Bei der Tour of Guizhou sollte ich eine erste Gelegenheit bekommen, dies zu beweisen. Unter strömendem Regen und etwas über 10 Grad fand ich mich nach etlichen Attacken in der Spitzengruppe wieder. Viel zu ungeduldig verschwendete ich meine Kräfte aber unnötig, attackierte im Finale mehrmals, nur um im finalen Sprint um einige Meter geschlagen auf dem 4. Platz zu landen.


Egal, eine neue Lektion erlernt. Am 4. Tag stand die Königsetappe auf dem Programm, mit einem einigermassen steilen 20-minütigen Anstieg. Mir war bewusst, dass ich die Steigung nicht mit den besten Bergspezialisten mithalten kann. Entsprechend war der Plan, die 80 Kilometer Fläche vor dem Berg auszunutzen, um mit etwas Vorsprung die Steigung anzugreifen.


Die anderen GC-Fahrer noch etwas müde vom frühen start (stets 8:30 Uhr), was ich direkt ausnutzte. Ich folgte der Startattacke und setzte bei leichtem Rückenwind und in Nähe des filmenden Motorrades nach.


So ging der Plan und die Lücke auf; mit einer 6-köpfigen Gruppe erarbeiteten wir uns etwas über eine Minute Vorsprung. Dieser reichte, um mit der aufschliessenden Spitzengruppe über den Gipfel zu kommen und mir somit den 2. Rang im Gesamtklassement zu sichern.

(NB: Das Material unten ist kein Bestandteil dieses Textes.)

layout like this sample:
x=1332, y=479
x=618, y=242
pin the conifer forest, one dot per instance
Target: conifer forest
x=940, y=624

Leider verschlief ich schon wieder den Sprint und somit auch den Gesamtsieg durch lediglich einige Bonussekunden.


Egal, nach dem Rennen war vor dem Rennen. In Wuhan war das Ganze etwas einfacher. Es galt, zwei Runden auf einem 65 Kilometer Wellblech-Parcours zu absolvieren, das Ganze bei erneut strömendem Regen und 8 Grad.


Nach etlichen Attacken fand ich mich in der zweiten Rennhälfte auch hier in der entscheidenden Gruppe. Leider stand ein steiler 5-Minuten-Berg zwischen mir und dem Ziel. Ich wusste, um zu gewinnen, muss ich den Unterschied vorher herausfahren. So setzte ich alles auf eine Karte und attackierte auf rollendem Terrain knapp 20 Kilometer vor dem Anstieg und 40 vor Ziel.

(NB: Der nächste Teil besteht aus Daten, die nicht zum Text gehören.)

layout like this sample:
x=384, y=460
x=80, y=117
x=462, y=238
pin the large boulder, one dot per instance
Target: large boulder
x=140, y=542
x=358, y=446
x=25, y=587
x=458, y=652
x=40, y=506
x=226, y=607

Ein anderer Fahrer passte auf und folgte, so fuhren wir zu zweit, komplett am Anschlag und entschieden die Etappe mit schlussendlich knapp 20 Sekunden Vorsprung.


So taktisch klug ich dieses Rennen auch gefahren war, im Sprint war ich dann doch wieder der Geschlagene. Trotzdem: der 2. Platz auf der anspruchsvollen Etappe und somit auch Zweiter im GC war erneut ein willkommenes Resultat.

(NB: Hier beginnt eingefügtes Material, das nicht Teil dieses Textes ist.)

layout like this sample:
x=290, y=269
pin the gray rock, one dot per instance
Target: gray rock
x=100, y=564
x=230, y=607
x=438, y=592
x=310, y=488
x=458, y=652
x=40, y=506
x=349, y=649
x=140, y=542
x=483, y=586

Im letzten Rennen in Yulin fanden wir uns dann erstmal in einer ungewohnten Situation. Die letzten Rennen, vor allem besetzt mit internationalen Teams und Fahrern, wurden durch ein fast ausschliesslich chinesisches Feld ersetzt. So war klar, dass unser Team als Favorit galt und entsprechend belauert wurde.


Dieser Rolle wurden wir durch taktisch kluges Teamwork auch gerecht und konnten sowohl im GC als auch in den Tageswertungen starke Resultate erzielen.


Besonders stolz bin ich aber auf die 2. Etappe: Nach einem hektischen Start und vielen Attacken folgte ich im richtigen Moment einer Gruppe, die sich absetzen konnte. Meine Mitstreiter überzogen ihre Kräfte aber in den ersten 5 Kilometern derart, dass sie aus meinem Windschatten flogen und ins Feld zurückfielen.


So nahm ich die verbleibenden 85 Kilometer alleine in Angriff, verfolgt vom Feld und den verschiedenen Teams, die auf der flachen Route auf den Sprint abzielten. Ich setzte mir mental immer wieder neue Ziele, noch 5 Kilometer, dann nochmal 5, dann bis zum nächsten Zwischensprint und dann waren es ja nur noch 18 Kilometer ins Ziel.


Tatsächlich gelang es mir, die Verfolger in Schach zu halten und mit etwas über 48 km/h Schnitt das Rennen und die Gesamtwertung für mich zu entscheiden.


Zeit zum Feiern blieb aber keine. Trotz drei Etappengewinnen, Sieg in der Gesamtwertung, Sieg in der Berg- und Sprintwertung wurden wir nach Zieleinfahrt arg beschimpft. Denn leider verloren wir am letzten Tag die Führung in der Wertung des besten chinesischen Fahrers, wobei Wang nun „nur“ noch den zweiten Platz belegte. Von diesem kolossalen Fehltritt und der entsprechend schlechten Stimmung im Management liessen wir es uns aber nicht nehmen, unseren Erfolg und den zwischenzeitlichen Abschluss unserer gemeinsamen Zeit mit einigen „geliehenen“ Flaschen Champagner zu begiessen.